Has any one attempted to formulate HTM using the notation of probabilistic graphical models?
I’m interested, because doing so could put HTM on a more firm mathematical grounding. Or at least, this could fruitful, because probability theory has a pretty big tool box for representing, poking, and probing models. So curious to find out if such attempts have been made.
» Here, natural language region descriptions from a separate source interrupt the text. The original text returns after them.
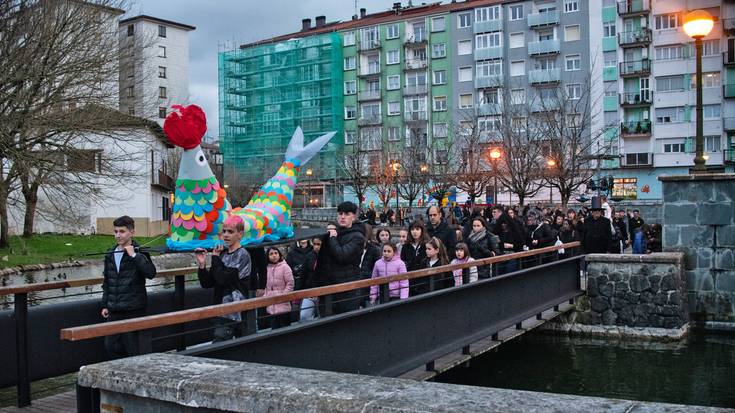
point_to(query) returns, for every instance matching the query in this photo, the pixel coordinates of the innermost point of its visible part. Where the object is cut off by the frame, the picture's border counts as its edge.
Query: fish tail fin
(297, 151)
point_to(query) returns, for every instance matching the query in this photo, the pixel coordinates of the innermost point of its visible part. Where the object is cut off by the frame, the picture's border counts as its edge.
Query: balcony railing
(369, 44)
(489, 53)
(640, 98)
(636, 160)
(488, 26)
(635, 37)
(162, 180)
(728, 58)
(368, 95)
(369, 120)
(628, 7)
(416, 64)
(415, 116)
(639, 127)
(543, 47)
(415, 90)
(635, 67)
(488, 81)
(544, 75)
(543, 19)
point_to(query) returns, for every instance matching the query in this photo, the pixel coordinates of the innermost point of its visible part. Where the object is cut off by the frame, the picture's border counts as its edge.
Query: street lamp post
(697, 25)
(495, 155)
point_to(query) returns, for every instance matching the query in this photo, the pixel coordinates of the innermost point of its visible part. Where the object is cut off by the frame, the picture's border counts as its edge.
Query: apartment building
(650, 92)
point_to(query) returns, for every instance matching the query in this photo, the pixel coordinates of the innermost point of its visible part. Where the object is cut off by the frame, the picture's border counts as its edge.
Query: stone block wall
(699, 220)
(635, 291)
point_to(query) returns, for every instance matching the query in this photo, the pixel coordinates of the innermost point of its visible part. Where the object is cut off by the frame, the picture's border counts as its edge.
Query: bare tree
(58, 90)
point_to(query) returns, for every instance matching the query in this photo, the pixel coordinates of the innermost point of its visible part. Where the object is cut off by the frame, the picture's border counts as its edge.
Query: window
(516, 12)
(516, 40)
(464, 47)
(671, 52)
(463, 20)
(518, 96)
(518, 68)
(666, 21)
(712, 144)
(670, 83)
(394, 133)
(350, 112)
(350, 63)
(438, 50)
(487, 40)
(350, 136)
(670, 115)
(465, 74)
(440, 103)
(711, 112)
(394, 82)
(465, 101)
(484, 14)
(437, 24)
(574, 91)
(392, 57)
(348, 39)
(573, 62)
(710, 47)
(440, 77)
(571, 33)
(608, 29)
(391, 31)
(710, 79)
(487, 68)
(674, 148)
(394, 108)
(441, 130)
(571, 6)
(350, 87)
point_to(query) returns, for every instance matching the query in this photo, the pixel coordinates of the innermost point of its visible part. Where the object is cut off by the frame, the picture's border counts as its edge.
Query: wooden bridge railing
(250, 305)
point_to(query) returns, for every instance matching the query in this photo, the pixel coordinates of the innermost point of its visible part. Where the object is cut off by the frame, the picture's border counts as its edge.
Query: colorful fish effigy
(200, 205)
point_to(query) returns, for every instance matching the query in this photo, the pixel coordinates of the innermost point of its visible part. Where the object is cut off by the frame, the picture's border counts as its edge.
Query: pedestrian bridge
(414, 338)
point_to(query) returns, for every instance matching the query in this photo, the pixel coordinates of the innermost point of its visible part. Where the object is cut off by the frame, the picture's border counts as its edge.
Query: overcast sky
(222, 23)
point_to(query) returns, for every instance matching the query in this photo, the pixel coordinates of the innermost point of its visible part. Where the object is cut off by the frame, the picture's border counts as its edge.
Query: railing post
(180, 304)
(20, 310)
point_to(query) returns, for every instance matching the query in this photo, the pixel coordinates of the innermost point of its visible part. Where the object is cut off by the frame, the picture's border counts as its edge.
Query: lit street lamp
(698, 24)
(495, 156)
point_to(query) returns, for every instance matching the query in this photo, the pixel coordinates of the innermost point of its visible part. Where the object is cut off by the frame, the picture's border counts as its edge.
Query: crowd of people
(353, 249)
The discussion in the HTM paper “Why Neurons Have Thousands of Synapses, a Theory of Sequence Memory in Neocortex” (Hawkins & Ahmad, 2016) compares HTMs to other models such as Markov chains and estimates an HTMs properties in terms of a sequences of events. The whole discussion is worth reading, but here is a pertinent excerpt:
Network Capacity and Generalization
[…]
The capacity of various forms of sequence memory has been
studied before (Sompolinsky and Kanter, 1986; Riedel et al., 1988;
Leibold and Kempter, 2006). In our model it is straightforward
to obtain an estimate of sequence capacity. Although we refer
to the network model as a “sequence memory,” it is actually a
memory of transitions. There is no representation or concept of
the length of sequences or of the number of stored sequences.
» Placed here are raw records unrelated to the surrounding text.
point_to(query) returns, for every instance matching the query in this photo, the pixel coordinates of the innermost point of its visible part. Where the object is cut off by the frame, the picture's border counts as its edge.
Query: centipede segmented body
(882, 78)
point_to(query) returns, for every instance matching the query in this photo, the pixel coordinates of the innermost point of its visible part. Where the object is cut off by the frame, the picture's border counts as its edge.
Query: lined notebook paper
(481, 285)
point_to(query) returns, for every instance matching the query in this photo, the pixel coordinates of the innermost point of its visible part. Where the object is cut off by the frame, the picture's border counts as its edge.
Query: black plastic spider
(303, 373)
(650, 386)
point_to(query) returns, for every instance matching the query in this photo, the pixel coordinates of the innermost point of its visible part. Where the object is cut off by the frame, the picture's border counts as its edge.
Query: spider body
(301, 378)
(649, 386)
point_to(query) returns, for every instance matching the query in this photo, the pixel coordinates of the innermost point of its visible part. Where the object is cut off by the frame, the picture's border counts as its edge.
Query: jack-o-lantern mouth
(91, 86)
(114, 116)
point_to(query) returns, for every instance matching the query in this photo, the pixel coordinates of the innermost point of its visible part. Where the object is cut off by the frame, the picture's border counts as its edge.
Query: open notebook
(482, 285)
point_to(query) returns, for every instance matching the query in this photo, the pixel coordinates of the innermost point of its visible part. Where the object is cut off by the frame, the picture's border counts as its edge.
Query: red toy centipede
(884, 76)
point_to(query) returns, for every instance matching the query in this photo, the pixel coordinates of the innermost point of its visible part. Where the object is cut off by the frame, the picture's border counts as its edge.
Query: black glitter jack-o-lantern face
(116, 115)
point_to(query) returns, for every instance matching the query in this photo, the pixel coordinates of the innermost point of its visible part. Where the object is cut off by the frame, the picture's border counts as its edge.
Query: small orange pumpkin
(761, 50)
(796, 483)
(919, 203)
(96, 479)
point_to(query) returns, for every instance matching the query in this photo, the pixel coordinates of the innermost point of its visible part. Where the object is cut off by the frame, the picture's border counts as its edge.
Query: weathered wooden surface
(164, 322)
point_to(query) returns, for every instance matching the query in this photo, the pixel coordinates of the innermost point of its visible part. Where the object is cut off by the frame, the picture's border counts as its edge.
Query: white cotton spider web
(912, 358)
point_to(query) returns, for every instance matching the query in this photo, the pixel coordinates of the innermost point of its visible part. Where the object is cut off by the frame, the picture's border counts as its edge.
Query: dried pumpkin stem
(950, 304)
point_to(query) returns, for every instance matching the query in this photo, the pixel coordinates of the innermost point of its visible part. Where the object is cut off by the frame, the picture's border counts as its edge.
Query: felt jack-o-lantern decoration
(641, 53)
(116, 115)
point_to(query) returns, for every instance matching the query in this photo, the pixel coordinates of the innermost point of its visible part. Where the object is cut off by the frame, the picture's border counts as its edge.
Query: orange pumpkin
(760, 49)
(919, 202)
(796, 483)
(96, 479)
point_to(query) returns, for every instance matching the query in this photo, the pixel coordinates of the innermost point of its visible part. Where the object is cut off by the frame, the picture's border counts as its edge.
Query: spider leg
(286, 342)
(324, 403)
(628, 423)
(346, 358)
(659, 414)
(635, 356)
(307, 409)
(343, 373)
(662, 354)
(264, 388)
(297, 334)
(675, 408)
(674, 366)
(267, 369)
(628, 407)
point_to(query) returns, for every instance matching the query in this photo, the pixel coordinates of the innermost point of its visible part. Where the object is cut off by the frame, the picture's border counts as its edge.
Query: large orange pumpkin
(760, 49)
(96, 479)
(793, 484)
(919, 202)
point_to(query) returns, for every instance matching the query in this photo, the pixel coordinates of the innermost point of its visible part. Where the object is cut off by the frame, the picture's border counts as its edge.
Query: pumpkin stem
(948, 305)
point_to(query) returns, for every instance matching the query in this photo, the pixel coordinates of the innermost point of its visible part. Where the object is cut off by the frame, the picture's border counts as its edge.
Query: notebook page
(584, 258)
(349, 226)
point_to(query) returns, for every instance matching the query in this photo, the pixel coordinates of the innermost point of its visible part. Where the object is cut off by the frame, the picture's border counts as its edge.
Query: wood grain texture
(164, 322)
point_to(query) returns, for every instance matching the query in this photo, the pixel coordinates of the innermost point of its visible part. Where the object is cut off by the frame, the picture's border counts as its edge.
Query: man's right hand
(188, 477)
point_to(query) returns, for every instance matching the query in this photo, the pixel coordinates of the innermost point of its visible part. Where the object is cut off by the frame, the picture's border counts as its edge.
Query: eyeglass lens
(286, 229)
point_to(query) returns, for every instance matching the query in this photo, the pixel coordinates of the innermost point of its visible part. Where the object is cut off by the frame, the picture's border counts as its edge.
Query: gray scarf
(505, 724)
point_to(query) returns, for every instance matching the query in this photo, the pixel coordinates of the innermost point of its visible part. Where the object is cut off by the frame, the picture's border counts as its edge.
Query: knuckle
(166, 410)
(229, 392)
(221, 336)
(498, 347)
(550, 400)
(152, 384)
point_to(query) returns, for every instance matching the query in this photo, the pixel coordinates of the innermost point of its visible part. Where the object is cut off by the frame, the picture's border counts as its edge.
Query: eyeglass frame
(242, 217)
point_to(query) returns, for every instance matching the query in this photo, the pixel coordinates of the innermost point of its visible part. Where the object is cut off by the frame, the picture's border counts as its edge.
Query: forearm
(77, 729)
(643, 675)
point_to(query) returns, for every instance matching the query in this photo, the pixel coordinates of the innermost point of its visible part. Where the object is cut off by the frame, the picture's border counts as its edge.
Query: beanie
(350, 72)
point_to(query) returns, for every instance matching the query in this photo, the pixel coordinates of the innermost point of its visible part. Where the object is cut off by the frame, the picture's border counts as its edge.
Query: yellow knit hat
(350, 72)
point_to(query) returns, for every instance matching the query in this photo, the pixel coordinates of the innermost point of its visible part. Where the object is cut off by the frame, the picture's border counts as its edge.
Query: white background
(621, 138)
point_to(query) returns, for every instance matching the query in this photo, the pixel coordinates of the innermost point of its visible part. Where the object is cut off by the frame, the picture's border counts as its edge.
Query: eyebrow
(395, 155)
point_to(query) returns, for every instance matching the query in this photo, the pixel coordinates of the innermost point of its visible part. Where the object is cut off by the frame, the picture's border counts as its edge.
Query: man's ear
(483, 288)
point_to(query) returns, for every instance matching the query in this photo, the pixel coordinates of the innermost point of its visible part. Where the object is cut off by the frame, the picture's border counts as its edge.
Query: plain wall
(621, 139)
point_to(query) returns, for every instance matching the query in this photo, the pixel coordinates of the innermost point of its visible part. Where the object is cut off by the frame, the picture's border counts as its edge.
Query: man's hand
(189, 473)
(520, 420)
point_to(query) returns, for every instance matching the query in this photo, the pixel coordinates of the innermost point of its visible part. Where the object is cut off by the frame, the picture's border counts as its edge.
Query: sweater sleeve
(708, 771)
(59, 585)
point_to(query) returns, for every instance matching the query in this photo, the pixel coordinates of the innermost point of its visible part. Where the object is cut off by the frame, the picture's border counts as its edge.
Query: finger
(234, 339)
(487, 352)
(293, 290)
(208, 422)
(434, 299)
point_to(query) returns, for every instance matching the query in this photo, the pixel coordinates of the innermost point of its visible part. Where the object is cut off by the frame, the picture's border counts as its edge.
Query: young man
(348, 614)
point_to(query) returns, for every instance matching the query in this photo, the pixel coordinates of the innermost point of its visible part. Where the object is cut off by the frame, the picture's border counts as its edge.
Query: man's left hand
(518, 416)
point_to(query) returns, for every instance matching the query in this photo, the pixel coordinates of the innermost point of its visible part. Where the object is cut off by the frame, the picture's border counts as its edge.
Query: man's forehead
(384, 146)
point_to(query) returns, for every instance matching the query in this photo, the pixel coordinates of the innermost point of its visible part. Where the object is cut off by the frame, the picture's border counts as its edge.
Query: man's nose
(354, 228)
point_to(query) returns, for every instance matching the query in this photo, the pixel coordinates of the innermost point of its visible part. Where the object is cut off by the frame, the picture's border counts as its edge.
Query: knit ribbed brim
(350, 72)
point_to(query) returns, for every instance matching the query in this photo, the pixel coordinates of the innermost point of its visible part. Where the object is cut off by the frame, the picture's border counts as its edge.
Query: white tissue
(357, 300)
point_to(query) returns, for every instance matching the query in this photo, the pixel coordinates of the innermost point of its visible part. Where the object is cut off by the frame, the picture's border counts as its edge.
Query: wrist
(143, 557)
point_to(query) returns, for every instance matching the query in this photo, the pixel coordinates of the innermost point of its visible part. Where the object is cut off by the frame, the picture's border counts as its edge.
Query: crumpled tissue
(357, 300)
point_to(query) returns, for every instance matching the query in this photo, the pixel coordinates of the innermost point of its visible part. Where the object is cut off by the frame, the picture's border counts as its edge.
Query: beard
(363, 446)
The network only learns transitions between inputs. Therefore,
the capacity of a network is measured by how many transitions a
given network can store. This can be calculated as the product
of the expected duty cycle of an individual neuron (cells per
column/column sparsity) times the number of patterns each
neuron can recognize on its basal dendrites. For example, a
network where 2% of the columns are active, each column has 32
cells, and each cell recognizes 200 patterns on its basal dendrites,
can store approximately 320,000 transitions ((32/0.02) ∗ 200). The
capacity scales linearly with the number of cells per column and
the number of patterns recognized by the basal synapses of each
neuron.
@Bitking That’s a great suggestion. A quick google search and I found some relevant papers. I imagine doing it for HTM would be a more difficult task.
@dmac Thanks, I did take a look at the paper. They do mention HMM briefly and make comparisons, but there is no in depth discussion. HMMs are a good example of a model that is captured very well by a graphical model. I wonder if the same can be done for HTM somehow, partly because PGMs make the implicit assumptions in the model about the data explicit. So they are helpful in analyzing models and their biases.
In general are there any works out there that try to analyze HTM theory from a probabilistic perspective?
PGMs have states, and transitions between states. If you look at a picture of a Bayes net, the states are shown as units (circles) with at most one arrow starting at one circle and going to another. If you fed an initial input into HTM and then viewed the columns evolve as a stored sequence plays back from there, .then you would be viewing states that are made of distributed units, and transitions that are made of distributed connections.